Envisagez-vous un classement d'office, tel que le rend possible le code du patrimoine en cas de péril ou de défaut d'entretien, en l'absence de l'accord du propriétaire ?
M. le président. La parole est à M. le ministre.
M. Edouard Geffray, ministre de l'éducation nationale. Madame la sénatrice Agnès Evren, je vous répondrai au nom et pour le compte de ma collègue chargée de la culture, en restant fidèle à la lettre de la réponse qu'elle avait préparée.
La tour Eiffel occupe une place éminente dans l'histoire de l'architecture et des techniques et constitue un symbole universel de Paris. À ce titre, elle répond indéniablement aux critères de classement au titre des monuments historiques prévus par l'article L. 621-1 du code du patrimoine.
Elle est toutefois déjà protégée, vous l'avez dit, par son inscription aux monuments historiques prononcée par un arrêté du 24 juin 1964. Ce régime permet d'ores et déjà à l'État, par l'intermédiaire de la direction régionale des affaires culturelles, d'exercer un contrôle scientifique et technique sur les travaux et d'accompagner les opérations de conservation et de restauration.
Un éventuel classement aurait effectivement pour effet de renforcer le niveau de protection, mais il ne pourrait être engagé, compte tenu de l'ensemble des critères légaux, qu'avec l'accord du propriétaire, en l'espèce la Ville de Paris.

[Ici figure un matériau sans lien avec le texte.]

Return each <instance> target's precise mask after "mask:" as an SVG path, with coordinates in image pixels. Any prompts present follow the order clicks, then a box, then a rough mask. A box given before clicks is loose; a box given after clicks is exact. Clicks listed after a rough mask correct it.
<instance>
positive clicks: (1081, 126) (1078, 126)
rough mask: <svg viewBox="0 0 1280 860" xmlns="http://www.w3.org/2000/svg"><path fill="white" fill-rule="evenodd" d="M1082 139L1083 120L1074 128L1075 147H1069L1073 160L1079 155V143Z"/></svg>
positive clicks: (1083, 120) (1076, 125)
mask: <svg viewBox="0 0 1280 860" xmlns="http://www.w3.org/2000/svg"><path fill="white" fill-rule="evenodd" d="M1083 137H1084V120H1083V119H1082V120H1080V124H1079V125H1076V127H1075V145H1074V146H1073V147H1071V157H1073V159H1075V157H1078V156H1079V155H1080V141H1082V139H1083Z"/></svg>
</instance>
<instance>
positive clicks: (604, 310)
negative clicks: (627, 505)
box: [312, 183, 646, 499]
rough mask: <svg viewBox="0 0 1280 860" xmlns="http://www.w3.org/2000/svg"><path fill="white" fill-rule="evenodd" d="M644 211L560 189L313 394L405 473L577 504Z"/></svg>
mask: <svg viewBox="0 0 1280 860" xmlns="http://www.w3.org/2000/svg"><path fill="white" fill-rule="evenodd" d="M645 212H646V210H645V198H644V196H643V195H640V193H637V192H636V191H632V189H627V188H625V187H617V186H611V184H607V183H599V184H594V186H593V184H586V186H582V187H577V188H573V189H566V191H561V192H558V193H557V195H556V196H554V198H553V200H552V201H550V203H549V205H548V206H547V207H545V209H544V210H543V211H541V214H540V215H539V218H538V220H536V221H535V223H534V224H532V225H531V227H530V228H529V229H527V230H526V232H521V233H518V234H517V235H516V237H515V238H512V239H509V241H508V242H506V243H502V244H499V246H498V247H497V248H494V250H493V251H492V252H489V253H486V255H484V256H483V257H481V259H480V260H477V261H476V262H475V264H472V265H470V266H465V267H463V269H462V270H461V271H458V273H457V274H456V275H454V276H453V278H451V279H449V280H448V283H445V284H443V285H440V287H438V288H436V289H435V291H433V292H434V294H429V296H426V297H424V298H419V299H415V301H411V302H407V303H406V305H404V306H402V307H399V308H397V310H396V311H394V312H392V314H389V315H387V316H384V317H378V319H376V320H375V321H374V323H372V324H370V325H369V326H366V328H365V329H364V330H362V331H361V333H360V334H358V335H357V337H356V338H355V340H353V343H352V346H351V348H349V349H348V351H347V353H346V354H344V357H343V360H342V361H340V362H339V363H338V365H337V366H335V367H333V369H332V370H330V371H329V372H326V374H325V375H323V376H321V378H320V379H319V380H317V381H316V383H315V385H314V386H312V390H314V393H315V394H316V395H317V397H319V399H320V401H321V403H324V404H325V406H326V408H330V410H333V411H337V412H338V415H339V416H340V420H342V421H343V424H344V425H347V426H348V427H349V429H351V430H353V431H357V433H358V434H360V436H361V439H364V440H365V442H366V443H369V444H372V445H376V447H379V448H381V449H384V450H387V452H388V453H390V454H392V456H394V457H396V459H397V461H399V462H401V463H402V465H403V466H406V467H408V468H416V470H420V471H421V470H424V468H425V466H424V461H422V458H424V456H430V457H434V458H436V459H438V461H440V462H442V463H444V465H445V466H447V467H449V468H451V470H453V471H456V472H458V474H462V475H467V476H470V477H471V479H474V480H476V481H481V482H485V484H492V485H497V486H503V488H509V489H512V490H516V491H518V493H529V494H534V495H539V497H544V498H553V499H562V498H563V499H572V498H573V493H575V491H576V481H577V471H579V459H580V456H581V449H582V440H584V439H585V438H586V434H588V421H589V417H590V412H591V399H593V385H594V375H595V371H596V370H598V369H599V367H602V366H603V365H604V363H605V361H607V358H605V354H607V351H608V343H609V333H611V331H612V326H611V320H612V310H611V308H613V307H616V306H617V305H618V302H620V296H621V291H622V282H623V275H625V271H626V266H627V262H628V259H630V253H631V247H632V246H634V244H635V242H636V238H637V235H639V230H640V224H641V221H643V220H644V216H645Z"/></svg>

En tout état de cause, il convient de rappeler que l'exploitation de la tour Eiffel suscite des ressources propres significatives permettant d'assurer son entretien et son fonctionnement. Dans ce contexte, l'intervention financière de l'État est prioritairement orientée vers les autres monuments historiques ne disposant pas de telles ressources.